Los países más igualitarios o con mayores logros respecto a la igualdad de hombre y mujeres, se desarrollan más y aumenta la calidad de vida de las personas. Ello se debe a que la igualdad es una herramienta de bienestar frente al lastre económico y cultural que suponen la exclusión y la marginación.

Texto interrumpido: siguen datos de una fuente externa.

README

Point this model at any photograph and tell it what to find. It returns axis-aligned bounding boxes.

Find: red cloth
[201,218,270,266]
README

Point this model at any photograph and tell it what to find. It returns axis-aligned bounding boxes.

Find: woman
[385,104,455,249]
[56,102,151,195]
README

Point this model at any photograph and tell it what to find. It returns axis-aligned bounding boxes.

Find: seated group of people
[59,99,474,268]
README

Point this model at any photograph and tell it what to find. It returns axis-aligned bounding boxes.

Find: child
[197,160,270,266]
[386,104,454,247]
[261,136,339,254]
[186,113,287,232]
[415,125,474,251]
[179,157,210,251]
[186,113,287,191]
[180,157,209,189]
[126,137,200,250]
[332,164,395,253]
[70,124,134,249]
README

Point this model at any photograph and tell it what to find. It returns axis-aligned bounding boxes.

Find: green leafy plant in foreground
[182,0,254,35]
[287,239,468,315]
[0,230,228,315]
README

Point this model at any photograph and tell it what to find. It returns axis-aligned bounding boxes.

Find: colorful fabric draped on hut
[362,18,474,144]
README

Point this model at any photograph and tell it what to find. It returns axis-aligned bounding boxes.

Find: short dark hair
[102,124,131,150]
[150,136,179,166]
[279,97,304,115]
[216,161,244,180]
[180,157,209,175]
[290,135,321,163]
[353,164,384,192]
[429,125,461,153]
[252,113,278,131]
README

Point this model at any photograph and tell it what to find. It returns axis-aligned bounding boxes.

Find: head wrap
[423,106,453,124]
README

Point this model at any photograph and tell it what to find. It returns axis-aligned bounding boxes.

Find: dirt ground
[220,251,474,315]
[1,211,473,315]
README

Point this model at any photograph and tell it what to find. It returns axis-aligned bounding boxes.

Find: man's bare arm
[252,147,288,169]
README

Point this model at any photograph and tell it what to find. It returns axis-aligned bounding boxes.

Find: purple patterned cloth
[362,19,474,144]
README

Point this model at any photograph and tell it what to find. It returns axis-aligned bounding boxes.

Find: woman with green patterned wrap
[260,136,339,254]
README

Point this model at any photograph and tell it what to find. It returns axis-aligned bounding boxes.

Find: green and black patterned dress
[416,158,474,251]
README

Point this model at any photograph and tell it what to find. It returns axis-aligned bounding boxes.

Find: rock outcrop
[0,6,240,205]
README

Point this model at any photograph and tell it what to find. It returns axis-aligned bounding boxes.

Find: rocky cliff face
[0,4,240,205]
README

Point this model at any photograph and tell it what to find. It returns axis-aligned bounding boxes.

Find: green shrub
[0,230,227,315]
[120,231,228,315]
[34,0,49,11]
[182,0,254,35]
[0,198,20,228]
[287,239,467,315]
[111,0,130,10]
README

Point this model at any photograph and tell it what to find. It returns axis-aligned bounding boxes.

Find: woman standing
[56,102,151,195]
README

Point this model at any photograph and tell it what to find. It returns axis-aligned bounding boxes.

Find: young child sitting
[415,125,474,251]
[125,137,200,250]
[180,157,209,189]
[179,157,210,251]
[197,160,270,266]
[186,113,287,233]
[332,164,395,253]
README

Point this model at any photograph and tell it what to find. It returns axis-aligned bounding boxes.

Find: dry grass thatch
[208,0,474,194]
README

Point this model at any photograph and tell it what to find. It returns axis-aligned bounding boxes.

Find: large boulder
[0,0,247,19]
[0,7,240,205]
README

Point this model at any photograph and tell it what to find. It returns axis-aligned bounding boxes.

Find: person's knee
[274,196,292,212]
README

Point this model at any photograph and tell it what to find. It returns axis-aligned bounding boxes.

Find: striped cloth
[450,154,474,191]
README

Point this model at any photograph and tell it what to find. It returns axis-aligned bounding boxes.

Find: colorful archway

En el proceso de construcción de una sociedad igualitaria entre mujeres y hombres hay que deconstruir modelos que no sirven y reelaborar modelos más igualitarios. La base se halla en desaprender el camino del hombre guerrero y luchador, para asumir el perfil de hombre cuidador, empático donde la ternura tiene cabida, también entre ellos. De ello hablamos cuando hablamos de nuevas masculinidades. Hombres que desarrollen su capacidad afectiva y empática, que sepan dar cabida a las mujeres sustrayéndose de visibilizarse allí donde las mujeres deban estar en igualdad, rechazando entrar en micromachismos, comentarios, bromas o actitudes segregadoras y desigualitarias con las mujeres o con el feminismo, juzgando con dureza a sus congéneres varones que reproduzcan ese modelo, defendiendo con contundencia los derechos igualitarios porque el neomachismo que justifica la desigualdad acecha en comentarios entre hombres, en sus espacios masculinizados entre chanzas y gracietas.
A modo de guía sobre cómo actuar, tomo algunas notas de una publicación realizada por Emakunde en 2008. Algunos ejes sobre los que los hombres deben comenzar a trabajar:
- El compromiso de los hombres con el cambio personal (expresión de afectos, gestión de la frustración, vivencia de la sexualidad, compromiso contra la homofobia…).
- La lucha activa contra la violencia hacia las mujeres y la discriminación por razones de género. La lucha contra la violencia machista debe ser una cuestión de Estado, una cuestión que trascienda al ámbito privado y doméstico para convertirse en una lucha contra una desigualdad brutal.
- Asumir de forma igualitaria de nuestra responsabilidad en el cuidado de las personas.
- El apoyo, impulso y visibilización de modelos positivos de masculinidad (hombres cuidadores, pacíficos, sensibles…).
- El compromiso de los hombres con el cambio en el ámbito público (generar una masa crítica de hombres a favor de la igualdad, defender estrategias de conciliación y favorecerlas, renunciar a espacios de poder para que sean ocupados por mujeres, propuesta de cambios legislativos…).
En definitiva, toca que ellos acompasen su rol al nuestro. Toca que sean los hombres quienes asuman la parte de responsabilidad que les corresponde para que una reunión de altos directivos de empresas, por ejemplo, no siga siendo vergonzantemente masculina y uniforme (más del 90%) y comience a verse una presencia de mujeres igual a la que corresponde en nuestro 50%.